Colocar dois núcleos opostos em uma aventura com um interesse em comum é um clássico das narrativas. Ainda assim, é possível inovar dentro desse formato e essa é a tentativa feita por Undead Unluck, anime inspirado no mangá de Yoshifumi Tozuka. A produção chega ao Brasil este mês no Star+ e, à convite da Disney, tivemos a oportunidade de ler o primeiro volume da publicação durante a CCXP23, assim como ver o primeiro episódio do anime. Mas o resultado é um tanto estranho.
[O texto abaixo pode ter gatilhos de temas sensíveis]

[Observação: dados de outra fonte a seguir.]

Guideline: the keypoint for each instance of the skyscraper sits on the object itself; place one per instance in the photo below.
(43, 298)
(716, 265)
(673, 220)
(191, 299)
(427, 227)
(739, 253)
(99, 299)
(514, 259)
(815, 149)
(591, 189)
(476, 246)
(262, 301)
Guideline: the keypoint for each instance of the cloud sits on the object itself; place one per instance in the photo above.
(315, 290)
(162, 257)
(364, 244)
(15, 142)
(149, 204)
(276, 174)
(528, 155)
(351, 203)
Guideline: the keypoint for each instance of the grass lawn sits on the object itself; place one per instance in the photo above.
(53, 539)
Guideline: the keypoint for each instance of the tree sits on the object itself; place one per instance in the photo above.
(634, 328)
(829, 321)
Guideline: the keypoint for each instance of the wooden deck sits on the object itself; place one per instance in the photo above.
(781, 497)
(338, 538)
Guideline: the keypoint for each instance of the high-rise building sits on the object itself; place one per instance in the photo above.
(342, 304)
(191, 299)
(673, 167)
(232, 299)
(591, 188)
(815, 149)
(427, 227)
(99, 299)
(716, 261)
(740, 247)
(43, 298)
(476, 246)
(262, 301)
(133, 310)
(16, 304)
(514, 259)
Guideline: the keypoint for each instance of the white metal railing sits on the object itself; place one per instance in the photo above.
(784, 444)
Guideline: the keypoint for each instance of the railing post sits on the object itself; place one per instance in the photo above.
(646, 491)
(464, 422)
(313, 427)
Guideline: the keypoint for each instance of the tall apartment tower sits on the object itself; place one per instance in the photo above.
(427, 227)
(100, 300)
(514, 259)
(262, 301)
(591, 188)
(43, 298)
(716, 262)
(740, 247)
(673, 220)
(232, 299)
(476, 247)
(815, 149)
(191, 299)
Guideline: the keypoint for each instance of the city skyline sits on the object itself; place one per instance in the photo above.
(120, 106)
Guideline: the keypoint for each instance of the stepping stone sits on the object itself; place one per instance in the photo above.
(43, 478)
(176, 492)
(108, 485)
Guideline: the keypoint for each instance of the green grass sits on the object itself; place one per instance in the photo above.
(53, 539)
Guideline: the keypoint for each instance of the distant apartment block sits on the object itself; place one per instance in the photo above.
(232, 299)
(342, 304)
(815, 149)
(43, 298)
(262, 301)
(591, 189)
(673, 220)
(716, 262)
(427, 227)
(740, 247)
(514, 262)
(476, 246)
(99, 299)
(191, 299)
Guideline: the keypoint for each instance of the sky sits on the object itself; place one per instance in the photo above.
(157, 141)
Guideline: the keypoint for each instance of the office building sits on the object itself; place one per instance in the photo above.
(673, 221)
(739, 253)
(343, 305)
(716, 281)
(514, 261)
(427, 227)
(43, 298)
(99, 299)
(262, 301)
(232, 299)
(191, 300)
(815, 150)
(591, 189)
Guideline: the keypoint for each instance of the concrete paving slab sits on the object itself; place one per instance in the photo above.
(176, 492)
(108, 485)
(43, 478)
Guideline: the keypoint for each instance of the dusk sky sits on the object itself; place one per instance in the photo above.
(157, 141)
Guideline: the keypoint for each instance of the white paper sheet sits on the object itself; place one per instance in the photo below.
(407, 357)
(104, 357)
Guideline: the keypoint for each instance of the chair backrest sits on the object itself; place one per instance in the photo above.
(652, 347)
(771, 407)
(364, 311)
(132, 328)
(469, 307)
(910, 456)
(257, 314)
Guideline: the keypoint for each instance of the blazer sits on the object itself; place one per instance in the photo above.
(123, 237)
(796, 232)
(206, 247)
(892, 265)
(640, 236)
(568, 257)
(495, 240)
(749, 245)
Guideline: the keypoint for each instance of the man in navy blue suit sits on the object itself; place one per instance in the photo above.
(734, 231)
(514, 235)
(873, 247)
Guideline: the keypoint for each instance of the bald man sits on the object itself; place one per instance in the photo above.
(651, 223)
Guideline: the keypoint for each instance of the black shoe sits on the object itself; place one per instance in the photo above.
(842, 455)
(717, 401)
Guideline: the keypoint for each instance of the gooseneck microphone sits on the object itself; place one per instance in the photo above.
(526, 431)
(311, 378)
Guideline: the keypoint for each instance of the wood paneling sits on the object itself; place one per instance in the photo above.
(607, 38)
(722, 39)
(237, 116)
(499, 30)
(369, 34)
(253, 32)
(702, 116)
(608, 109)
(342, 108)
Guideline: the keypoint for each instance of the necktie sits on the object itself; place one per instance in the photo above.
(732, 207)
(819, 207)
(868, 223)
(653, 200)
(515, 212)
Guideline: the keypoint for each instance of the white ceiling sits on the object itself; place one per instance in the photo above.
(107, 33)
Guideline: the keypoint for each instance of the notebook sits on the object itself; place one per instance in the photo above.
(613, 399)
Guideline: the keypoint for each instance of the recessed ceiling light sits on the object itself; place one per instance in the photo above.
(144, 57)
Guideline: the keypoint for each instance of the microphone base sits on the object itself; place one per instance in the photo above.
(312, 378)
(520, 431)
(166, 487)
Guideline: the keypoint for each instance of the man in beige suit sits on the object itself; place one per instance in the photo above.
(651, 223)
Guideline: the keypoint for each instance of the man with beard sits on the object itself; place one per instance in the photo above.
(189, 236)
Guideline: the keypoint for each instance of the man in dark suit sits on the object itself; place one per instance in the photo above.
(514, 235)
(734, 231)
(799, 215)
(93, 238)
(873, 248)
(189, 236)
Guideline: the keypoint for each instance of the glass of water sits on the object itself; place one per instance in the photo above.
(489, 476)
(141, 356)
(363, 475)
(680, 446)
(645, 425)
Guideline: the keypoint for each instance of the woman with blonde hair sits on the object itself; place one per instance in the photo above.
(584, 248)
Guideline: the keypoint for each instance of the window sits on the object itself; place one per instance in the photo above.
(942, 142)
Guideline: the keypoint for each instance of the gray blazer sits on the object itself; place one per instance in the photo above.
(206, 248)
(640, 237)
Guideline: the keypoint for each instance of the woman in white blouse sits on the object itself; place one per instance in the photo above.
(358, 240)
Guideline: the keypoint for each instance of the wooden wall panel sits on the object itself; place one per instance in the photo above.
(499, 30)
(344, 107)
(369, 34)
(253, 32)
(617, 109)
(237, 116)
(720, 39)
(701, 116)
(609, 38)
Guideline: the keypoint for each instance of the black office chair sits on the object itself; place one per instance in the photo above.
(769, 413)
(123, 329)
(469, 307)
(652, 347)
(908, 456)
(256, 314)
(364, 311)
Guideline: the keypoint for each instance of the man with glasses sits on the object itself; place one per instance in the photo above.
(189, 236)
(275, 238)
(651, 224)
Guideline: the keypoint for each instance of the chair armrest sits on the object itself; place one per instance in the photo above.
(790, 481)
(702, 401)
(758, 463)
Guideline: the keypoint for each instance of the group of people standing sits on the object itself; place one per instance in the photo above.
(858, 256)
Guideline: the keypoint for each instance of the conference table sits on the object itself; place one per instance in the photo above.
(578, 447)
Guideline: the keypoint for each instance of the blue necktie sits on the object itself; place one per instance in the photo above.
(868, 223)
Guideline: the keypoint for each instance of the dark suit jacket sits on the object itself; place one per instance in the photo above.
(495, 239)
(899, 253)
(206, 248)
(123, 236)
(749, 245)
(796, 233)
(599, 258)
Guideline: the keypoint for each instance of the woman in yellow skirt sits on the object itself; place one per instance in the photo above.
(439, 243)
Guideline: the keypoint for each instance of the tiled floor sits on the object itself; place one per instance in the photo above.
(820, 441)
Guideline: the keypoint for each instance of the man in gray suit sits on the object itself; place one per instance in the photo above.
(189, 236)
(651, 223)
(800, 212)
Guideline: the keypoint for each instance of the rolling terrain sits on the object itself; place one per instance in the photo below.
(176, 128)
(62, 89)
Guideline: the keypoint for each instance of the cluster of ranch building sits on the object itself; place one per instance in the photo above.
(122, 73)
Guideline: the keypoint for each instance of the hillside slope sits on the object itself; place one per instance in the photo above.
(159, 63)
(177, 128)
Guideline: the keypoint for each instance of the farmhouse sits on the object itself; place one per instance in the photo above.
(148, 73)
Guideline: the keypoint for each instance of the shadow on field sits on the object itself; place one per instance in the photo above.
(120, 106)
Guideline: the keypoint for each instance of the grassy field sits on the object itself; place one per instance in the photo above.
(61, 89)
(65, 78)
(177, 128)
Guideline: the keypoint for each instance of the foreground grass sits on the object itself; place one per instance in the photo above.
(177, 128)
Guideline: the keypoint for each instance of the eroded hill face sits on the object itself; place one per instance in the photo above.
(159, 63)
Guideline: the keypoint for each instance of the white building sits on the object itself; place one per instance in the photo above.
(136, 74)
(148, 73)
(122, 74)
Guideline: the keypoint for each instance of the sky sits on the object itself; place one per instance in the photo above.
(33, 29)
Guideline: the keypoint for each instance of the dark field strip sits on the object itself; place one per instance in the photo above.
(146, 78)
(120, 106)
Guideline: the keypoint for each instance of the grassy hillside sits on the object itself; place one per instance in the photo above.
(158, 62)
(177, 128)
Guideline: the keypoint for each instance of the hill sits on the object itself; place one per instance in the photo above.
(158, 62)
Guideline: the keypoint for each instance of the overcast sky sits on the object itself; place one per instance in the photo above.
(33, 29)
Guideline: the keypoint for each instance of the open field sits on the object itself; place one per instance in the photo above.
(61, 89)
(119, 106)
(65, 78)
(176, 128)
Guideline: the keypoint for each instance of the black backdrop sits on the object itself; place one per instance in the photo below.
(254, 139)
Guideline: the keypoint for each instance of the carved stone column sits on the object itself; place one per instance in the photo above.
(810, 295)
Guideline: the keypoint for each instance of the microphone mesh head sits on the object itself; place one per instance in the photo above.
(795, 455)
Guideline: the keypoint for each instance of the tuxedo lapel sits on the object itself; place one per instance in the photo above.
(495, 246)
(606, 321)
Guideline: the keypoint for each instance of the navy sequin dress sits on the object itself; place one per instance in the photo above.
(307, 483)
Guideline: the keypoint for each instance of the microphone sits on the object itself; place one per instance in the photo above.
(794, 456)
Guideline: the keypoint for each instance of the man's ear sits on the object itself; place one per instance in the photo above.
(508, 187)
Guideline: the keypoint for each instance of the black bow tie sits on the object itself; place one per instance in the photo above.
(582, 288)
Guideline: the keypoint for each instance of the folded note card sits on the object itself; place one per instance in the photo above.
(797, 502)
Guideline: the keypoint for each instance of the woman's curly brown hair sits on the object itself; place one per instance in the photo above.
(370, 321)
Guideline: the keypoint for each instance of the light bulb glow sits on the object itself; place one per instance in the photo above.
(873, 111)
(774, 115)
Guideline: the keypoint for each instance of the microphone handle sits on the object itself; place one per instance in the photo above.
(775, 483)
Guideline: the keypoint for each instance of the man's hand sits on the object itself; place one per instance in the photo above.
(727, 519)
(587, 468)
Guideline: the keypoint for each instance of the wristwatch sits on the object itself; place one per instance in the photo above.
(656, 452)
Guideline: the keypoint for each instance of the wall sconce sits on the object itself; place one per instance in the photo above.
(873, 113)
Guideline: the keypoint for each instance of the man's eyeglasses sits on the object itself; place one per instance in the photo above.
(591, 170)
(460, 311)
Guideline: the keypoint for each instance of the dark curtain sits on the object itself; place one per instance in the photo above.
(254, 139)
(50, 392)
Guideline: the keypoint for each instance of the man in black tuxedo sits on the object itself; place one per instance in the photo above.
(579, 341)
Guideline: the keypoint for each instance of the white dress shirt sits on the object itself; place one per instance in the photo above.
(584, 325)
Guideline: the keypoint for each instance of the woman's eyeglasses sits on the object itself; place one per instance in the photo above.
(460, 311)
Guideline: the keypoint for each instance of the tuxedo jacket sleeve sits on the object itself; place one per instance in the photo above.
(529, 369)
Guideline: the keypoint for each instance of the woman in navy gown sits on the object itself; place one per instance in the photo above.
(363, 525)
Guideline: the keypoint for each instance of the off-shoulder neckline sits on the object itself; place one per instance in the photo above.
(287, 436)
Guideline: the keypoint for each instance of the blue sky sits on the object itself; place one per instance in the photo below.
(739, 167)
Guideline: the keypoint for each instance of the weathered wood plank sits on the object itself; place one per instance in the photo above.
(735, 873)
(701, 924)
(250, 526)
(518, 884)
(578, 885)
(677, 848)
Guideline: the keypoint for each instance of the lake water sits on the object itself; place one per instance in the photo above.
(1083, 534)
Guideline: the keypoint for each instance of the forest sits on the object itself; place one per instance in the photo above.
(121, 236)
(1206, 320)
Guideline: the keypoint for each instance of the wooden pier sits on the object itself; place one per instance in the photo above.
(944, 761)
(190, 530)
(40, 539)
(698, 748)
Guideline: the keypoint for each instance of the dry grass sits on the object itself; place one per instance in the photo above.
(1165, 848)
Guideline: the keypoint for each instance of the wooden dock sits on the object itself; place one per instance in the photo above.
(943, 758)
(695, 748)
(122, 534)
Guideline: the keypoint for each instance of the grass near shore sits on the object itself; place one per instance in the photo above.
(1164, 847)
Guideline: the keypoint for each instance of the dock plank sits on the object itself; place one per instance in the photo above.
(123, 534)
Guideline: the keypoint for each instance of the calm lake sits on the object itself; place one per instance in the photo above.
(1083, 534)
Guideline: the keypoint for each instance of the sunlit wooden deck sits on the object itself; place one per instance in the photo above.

Na trama, o mundo tem os chamados “Negadores”. Tais pessoas são capazes de, inexplicavelmente, negar alguma característica específica, que é muito comum a todos. No caso de Undead Unluck, os protagonistas são um homem que nega a morte (o “Undead”) e uma garota que nega a sorte (a “Unluck”). E, logo no começo, a trama deixa claro que nenhum dos dois está feliz com seus “poderes”.
Andy, o morto-vivo/Undead, deseja desesperadamente morrer, já que está cansado de ficar nesta existência. Já Fuuko Izumo, a jovem Unluck, começa a história tentando tirar a própria vida, já que convive diariamente com o fato de acabar com a sorte das pessoas que tocam sua pele.
Tanto o anime quanto o mangá estabelecem que essa “falta de sorte” de Fuuko muitas vezes resulta em incidentes mortais, que acontecem justamente com as pessoas que ela mais ama. Se sentindo culpada por ser quem é, a garota tenta se matar — mas é impedida por Andy.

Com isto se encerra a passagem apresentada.